They must now organize the film icon’s burial, determining whether to limit it to close family members or to the entire cinema industry.

Delon dominated the front pages of France’s newspapers on Monday, with several showing full-page photos of the actor at his peak.

“The Last Samurai,” Le Figaro wrote for its front-page headline, referring to one of his most renowned characters, the enigmatic assassin in Jean-Pierre Melville’s 1967 thriller “Le Samourai.”

 

End of an era

Delon’s performances in some of the best films of the 1960s and 1970s were universally acclaimed, and his charm on screen was impossible to ignore.

He was one of the few living legends from French cinema’s golden era in the 1960s.

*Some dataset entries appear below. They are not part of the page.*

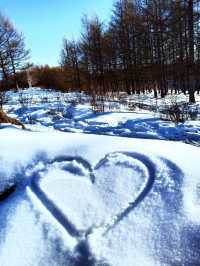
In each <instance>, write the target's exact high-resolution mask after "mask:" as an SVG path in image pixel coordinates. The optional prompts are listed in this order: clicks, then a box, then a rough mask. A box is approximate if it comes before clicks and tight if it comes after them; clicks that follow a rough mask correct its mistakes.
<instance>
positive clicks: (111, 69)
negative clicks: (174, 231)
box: [61, 0, 200, 102]
mask: <svg viewBox="0 0 200 266" xmlns="http://www.w3.org/2000/svg"><path fill="white" fill-rule="evenodd" d="M82 24H83V30H82V33H81V37H80V39H79V40H78V41H70V40H65V41H64V45H63V49H62V52H61V69H62V70H63V72H65V71H66V70H67V69H69V68H70V69H71V72H72V73H70V75H68V76H67V75H66V80H67V81H68V83H70V84H71V85H70V87H71V88H74V89H87V90H88V92H89V93H90V94H96V95H105V93H107V92H108V91H109V92H118V91H126V92H127V93H128V94H131V93H138V94H140V93H145V92H147V91H153V92H154V96H155V97H157V96H158V93H159V94H160V95H161V97H164V96H165V95H166V94H167V93H168V92H169V90H171V91H175V92H176V93H177V92H180V91H182V92H184V93H186V92H189V98H190V102H195V91H198V92H199V90H200V12H199V1H198V0H170V1H169V0H118V1H116V2H115V3H114V6H113V12H112V16H111V18H110V21H109V23H107V25H105V24H104V23H103V22H102V21H101V20H100V19H99V18H98V17H94V18H92V19H89V18H88V17H87V16H85V17H84V18H83V21H82Z"/></svg>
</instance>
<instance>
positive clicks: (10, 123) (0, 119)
mask: <svg viewBox="0 0 200 266" xmlns="http://www.w3.org/2000/svg"><path fill="white" fill-rule="evenodd" d="M2 123H6V124H7V123H9V124H13V125H17V126H21V127H22V129H25V126H24V125H23V124H22V123H21V122H20V121H19V120H17V119H15V118H11V117H9V116H7V114H6V113H5V112H4V111H2V110H0V124H2Z"/></svg>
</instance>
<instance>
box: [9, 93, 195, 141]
mask: <svg viewBox="0 0 200 266" xmlns="http://www.w3.org/2000/svg"><path fill="white" fill-rule="evenodd" d="M9 98H10V101H9V102H8V104H7V105H5V109H6V110H7V111H8V112H9V114H10V115H11V116H13V117H16V118H18V119H20V120H21V121H22V122H23V123H25V124H26V126H27V128H29V129H30V130H32V131H44V130H45V131H46V130H52V129H56V130H60V131H65V132H74V133H77V132H78V133H90V134H101V135H102V134H103V135H113V136H123V137H131V138H145V139H146V138H148V139H163V140H180V141H184V142H187V143H193V144H196V145H199V143H200V96H198V95H197V104H196V105H195V106H194V107H195V108H196V109H197V112H198V113H197V117H196V118H197V119H196V120H192V121H191V120H189V121H186V122H185V123H179V124H178V125H175V124H174V123H173V122H169V121H163V120H161V119H160V115H159V113H153V112H151V111H147V110H146V111H145V110H141V109H138V108H136V110H135V111H129V108H128V106H127V105H124V103H123V104H122V103H121V102H115V101H113V102H106V103H105V105H106V107H107V108H106V111H105V112H104V113H99V114H94V113H93V112H92V109H91V107H90V105H89V103H88V99H87V97H85V96H84V95H83V94H78V96H77V95H76V94H72V93H71V94H61V93H56V92H51V93H47V92H45V91H43V90H40V89H34V90H31V89H30V90H27V91H26V92H24V93H23V95H22V96H20V95H19V94H18V93H10V94H9ZM129 98H130V99H129ZM129 98H128V99H126V100H128V102H130V103H131V102H134V103H137V105H140V104H141V103H143V104H144V106H146V107H148V106H150V107H152V106H153V107H155V108H156V109H159V108H160V109H162V108H163V106H166V105H169V104H170V102H171V101H177V102H182V101H187V97H186V96H184V95H182V94H181V95H179V96H168V97H167V98H166V99H164V100H163V99H158V100H155V99H153V98H152V95H151V94H150V95H148V96H146V95H140V96H130V97H129ZM176 98H177V99H176ZM19 101H20V102H21V104H20V103H19ZM77 101H79V102H81V103H77ZM122 102H124V100H123V101H122ZM110 107H112V110H115V111H109V108H110ZM194 107H193V108H194Z"/></svg>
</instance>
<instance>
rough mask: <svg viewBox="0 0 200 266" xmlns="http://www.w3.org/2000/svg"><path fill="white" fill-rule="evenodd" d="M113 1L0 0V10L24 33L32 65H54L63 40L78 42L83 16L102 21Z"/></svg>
mask: <svg viewBox="0 0 200 266" xmlns="http://www.w3.org/2000/svg"><path fill="white" fill-rule="evenodd" d="M112 4H113V0H0V10H1V11H2V13H3V14H5V15H6V16H8V17H9V18H10V19H11V21H12V22H13V23H14V24H15V26H16V28H17V29H18V30H19V31H21V32H23V33H24V36H25V38H26V46H27V48H30V49H31V56H32V62H33V63H35V64H49V65H58V61H59V56H60V50H61V47H62V41H63V38H64V37H67V38H72V37H73V38H75V39H76V38H78V37H79V36H80V31H81V18H82V16H83V14H88V15H89V16H93V15H95V14H97V15H99V16H100V18H101V19H103V20H104V21H106V20H107V19H108V18H109V16H110V15H111V10H112Z"/></svg>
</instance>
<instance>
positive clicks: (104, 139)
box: [0, 90, 200, 266]
mask: <svg viewBox="0 0 200 266" xmlns="http://www.w3.org/2000/svg"><path fill="white" fill-rule="evenodd" d="M41 92H42V90H36V92H35V94H34V93H33V97H32V98H33V99H34V101H35V102H36V103H35V104H31V106H28V107H26V111H25V110H22V109H20V108H22V107H20V106H19V104H18V101H17V97H18V96H17V94H16V95H15V97H12V101H10V103H9V104H8V105H7V107H6V108H7V109H10V110H11V109H12V111H11V115H13V116H16V117H18V118H21V119H22V121H26V119H27V117H28V116H31V117H32V118H31V119H32V120H33V121H32V122H33V123H32V124H31V125H29V124H28V123H27V124H26V127H27V128H28V130H26V131H23V130H21V129H19V128H17V127H15V126H10V125H2V127H1V129H0V166H1V167H0V184H1V190H3V189H4V187H5V183H6V184H12V183H16V184H17V189H16V191H15V192H13V193H12V194H11V195H10V196H9V197H8V198H7V199H5V200H4V201H2V202H0V217H1V221H0V266H13V265H15V266H43V265H44V266H45V265H55V266H62V265H67V266H68V265H69V266H71V265H72V266H73V265H80V266H82V265H110V266H124V265H127V266H132V265H134V266H141V265H145V266H155V265H160V266H163V265H167V266H168V265H169V266H171V265H199V261H200V245H199V243H200V237H199V236H200V234H199V233H200V207H199V206H200V205H199V203H200V176H199V158H200V149H199V147H196V146H193V145H189V144H186V143H183V142H181V141H180V140H184V141H185V140H186V139H183V138H180V137H181V136H182V134H183V132H186V131H187V138H188V135H190V136H191V139H192V141H199V136H200V134H199V128H200V124H199V121H187V122H185V123H183V124H179V125H177V126H176V125H174V124H173V123H170V122H166V121H165V122H164V121H161V120H160V118H158V117H155V114H153V113H151V112H150V111H141V112H140V111H139V110H137V111H134V112H128V113H127V111H126V112H118V113H114V112H106V113H104V114H102V115H100V114H94V113H93V112H92V110H91V108H90V106H89V105H88V103H86V104H83V103H81V104H80V105H74V103H72V104H69V103H68V102H66V101H65V102H63V104H60V105H59V108H60V107H62V108H63V110H62V111H59V112H58V110H57V109H56V107H55V105H56V104H55V103H54V102H53V101H52V102H50V103H41V102H39V97H41ZM26 93H27V94H28V95H30V93H32V91H30V90H29V91H28V92H26ZM42 93H43V92H42ZM51 93H52V92H51ZM11 95H12V94H11ZM42 95H43V94H42ZM53 95H54V98H57V97H58V96H57V94H56V93H55V94H53ZM61 96H62V95H60V97H61ZM45 97H48V98H50V99H51V97H50V92H49V93H48V94H47V96H45ZM70 97H71V98H70ZM74 97H75V96H74V95H72V94H71V95H68V98H69V99H71V101H73V99H74ZM81 97H83V95H81ZM34 105H35V106H34ZM50 105H52V110H54V111H52V110H51V114H49V110H50V108H49V106H50ZM64 105H65V108H64ZM62 108H60V110H61V109H62ZM19 110H21V111H19ZM52 117H53V118H52ZM27 121H28V120H27ZM29 121H30V118H29ZM181 130H182V131H181ZM68 131H74V132H76V133H71V132H68ZM177 132H178V133H177ZM83 133H90V134H83ZM91 133H95V134H91ZM106 135H109V136H106ZM122 136H123V137H122ZM124 136H128V137H129V138H127V137H124ZM140 136H141V138H140ZM194 136H195V137H194ZM135 137H136V138H135ZM169 139H176V141H168V140H169Z"/></svg>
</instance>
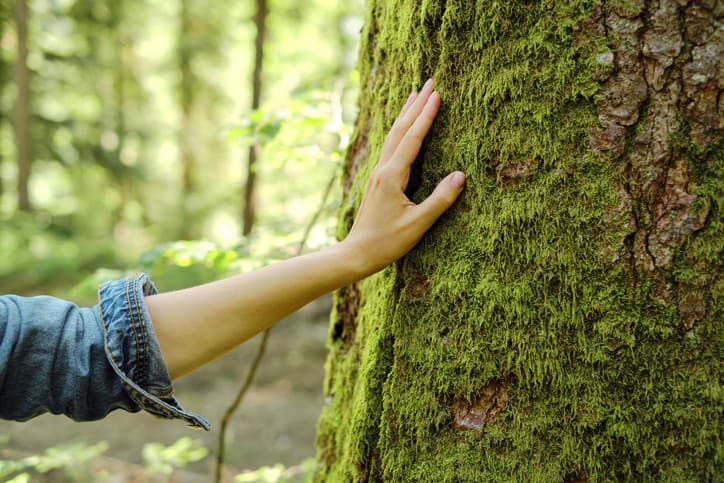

Brigitte Bardot, 89, told AFP that Delon “leaves a huge void that nothing, nobody, can fill”.

Nathalie Baye, who starred alongside him in the film “Our Story,” described Delon as “not a fun guy” but “very endearing.”

French President Emmanuel Macron described him as a “French monument” who “played legendary roles and made the world dream”.

His death was reported in publications all around the world, with the New York Times, Washington Post, and New York Post all writing extended obituaries.

The Washington Post referred to him as the “angel-faced tough guy of international cinema,” while The Hollywood Reporter characterized him as the “seductive star of European cinema”.

“Mesmeric and beautiful, Alain Delon was one of cinema’s most mysterious stars,” The Guardian critic Peter Bradshaw wrote.

Germany’s Spiegel called him “Europe’s James Dean”, while Sueddeutsche Zeitung said the “aura of the handsome angel of death made him a legend”.

In Italy, where he spent much of his career, Il Corriere della Sera said that “there will never be another actor like Delon, unique and immortal”.

“For me, he was a legend,” 26-year-old moviegoer Victor Roussel told AFP before a showing of his 1963 film “The Leopard” at a Paris cinema Sunday.

 

Controversial views

In Japan, another solid fanbase for Delon, many film buffs also mourned the death of the “handsome” actor from France.

“My friends in their 70s and 80s are still all madly in love with him. Even at 88, he looked great,” Delon fan Seta, 74, told AFP on Monday.

While he had legions of followers all over the world, his personal life and political views polarised opinion.

Delon’s involvement with women sparked criticism. His kids accused him of domestic violence, which Delon denied while confessing to slapping women during heated arguments.

Delon was also chastised for supporting Jean-Marie Le Pen, co-founder of the far-right National Front, who advocated the death penalty and spoke out against same-sex unions.

Feminists were particularly outraged at the Cannes Film Festival’s lifetime achievement award for him in 2019.

He spent his last years mostly as a loner, although his personal life kept him in the spotlight.

In 2023, his three children filed a complaint against his live-in aide, Hiromi Rollin, alleging harassment and threatening behavior.

The siblings then engaged in a public struggle in the media and courts over his health, which deteriorated following a stroke in 2019.

Delon spent his final years in the little village of Douchy, encircled by thick walls.

Dozens of supporters piled flowers outside the entrance to his home to pay tribute.

“In our minds we believe that these icons are eternal,” said Marie Arnold, laying white flowers with her sister Michele.

“It’s a part of our youth that is gone.”